Carlos invited us up to watch as he made his dish. He explained that normally they would use clay pots instead of steel. Other than that, he was able to find all the ingredients for his dish at the Shepherd’s Bush Market which he was very surprised but genuinely ecstatic and pleased about. The dish was incredibly colourful – tomatoes, coriander, peppers, garlic, lime, cinnamon. This variety, he told us, is something Brazilians expect in their food. According to Carlos, they would not react favourably to a dish that is “too white or yellow.” They love colour in their dishes and this meal was a prime example.

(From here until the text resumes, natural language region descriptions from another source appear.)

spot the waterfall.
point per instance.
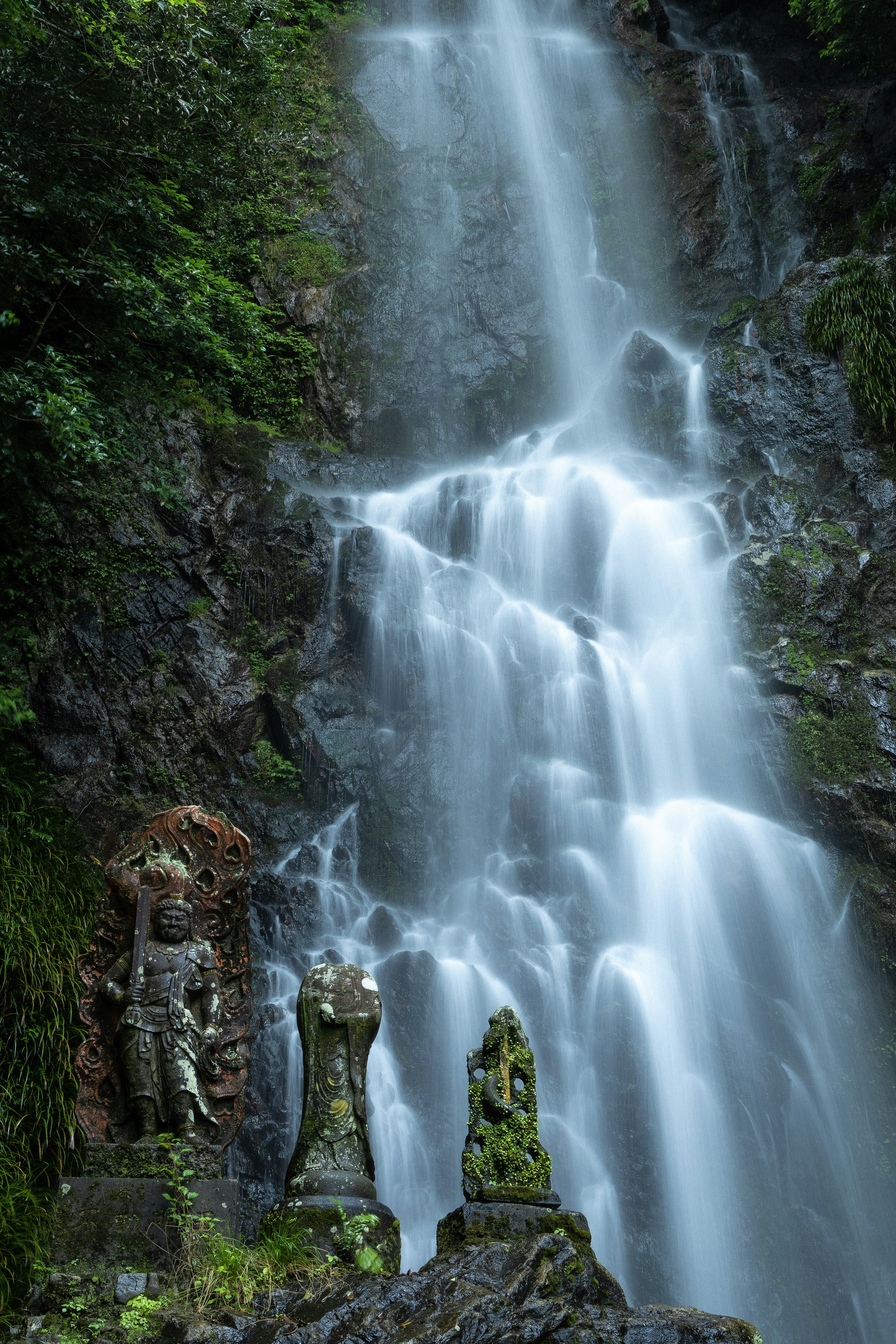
(549, 632)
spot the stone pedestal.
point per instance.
(490, 1221)
(320, 1215)
(116, 1215)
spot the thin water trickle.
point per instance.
(554, 619)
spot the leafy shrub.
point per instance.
(136, 1318)
(273, 772)
(856, 318)
(213, 1269)
(859, 33)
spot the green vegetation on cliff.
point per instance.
(855, 318)
(48, 893)
(858, 33)
(156, 159)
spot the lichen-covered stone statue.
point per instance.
(503, 1158)
(507, 1172)
(168, 998)
(330, 1183)
(339, 1014)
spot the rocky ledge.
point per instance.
(539, 1289)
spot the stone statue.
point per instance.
(503, 1158)
(168, 980)
(330, 1182)
(507, 1172)
(166, 1053)
(339, 1014)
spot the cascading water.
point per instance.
(763, 240)
(554, 619)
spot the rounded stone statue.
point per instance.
(164, 1052)
(330, 1183)
(339, 1014)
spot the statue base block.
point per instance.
(122, 1221)
(473, 1224)
(320, 1215)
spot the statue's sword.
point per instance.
(142, 929)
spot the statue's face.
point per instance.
(172, 925)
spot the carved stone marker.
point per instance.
(168, 1006)
(507, 1172)
(331, 1175)
(167, 1045)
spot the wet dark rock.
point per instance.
(538, 1289)
(773, 506)
(731, 513)
(652, 390)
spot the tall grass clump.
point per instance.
(855, 318)
(48, 893)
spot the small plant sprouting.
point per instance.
(353, 1241)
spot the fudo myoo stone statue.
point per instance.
(167, 1056)
(331, 1175)
(507, 1172)
(167, 1006)
(168, 980)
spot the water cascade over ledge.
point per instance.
(608, 857)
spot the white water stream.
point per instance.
(555, 616)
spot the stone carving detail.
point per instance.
(171, 1057)
(503, 1159)
(339, 1014)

Throughout the demonstration Carlos gave us tips on how to cook our own food in a more Brazilian fashion. Perhaps we should try frying a bit of onion and garlic in the rice pan before adding the water and rice to boil. This method allows the rice to absorb the flavours and adds to the depth of any dish it is coupled with. He explained that at home, a mother cooking a meal will cook the main dish first and then use some sauce from that dish in the side-dish to tie them together; which he also did with our meal. A new Brazilian trend around wine is also emerging. It is becoming popular to drink dinner wines made from two or more varieties of grapes. Carlos made sure to tell us that the three-grape wine, Cabernet Sauvignon Carmenere from Chile, is his favourite of this style and gave us each a small taste to enjoy with our lunch.
Carlos is currently writing his PhD thesis on Japanese food in Brazil. He travelled to twenty-six regions in Japan and thirty-four regions in Brazil to interview Japanese people about their cooking. His main question for them was, “What did you do when you moved to Brazil and could not get your traditional ingredients.” From this he is studying the effects of migration on cuisine and compiling a cookbook of Japanese recipes using Brazilian ingredients.
In his words Brazil has experienced years and years of culinary infusions and this “infusion has become confusion.” He does not look on this as a threat to Brazilian tradition however. He embraces the global influences and is interested in finding ways of blending the Brazilian tradition with new tastes and textures. Carlos’ passion and enthusiasm for understanding his country’s tastes made the lecture incredibly interesting-and the wonderful meal made the event even better. As I listened to the seminar I realized that in my Latin American studies so far I have not even considered the impact of colonization, independence, immigration and globalization on the foods of nations. Hearing Carlos highlight these trends and embrace the many cultures of Brazil was truly enlightening.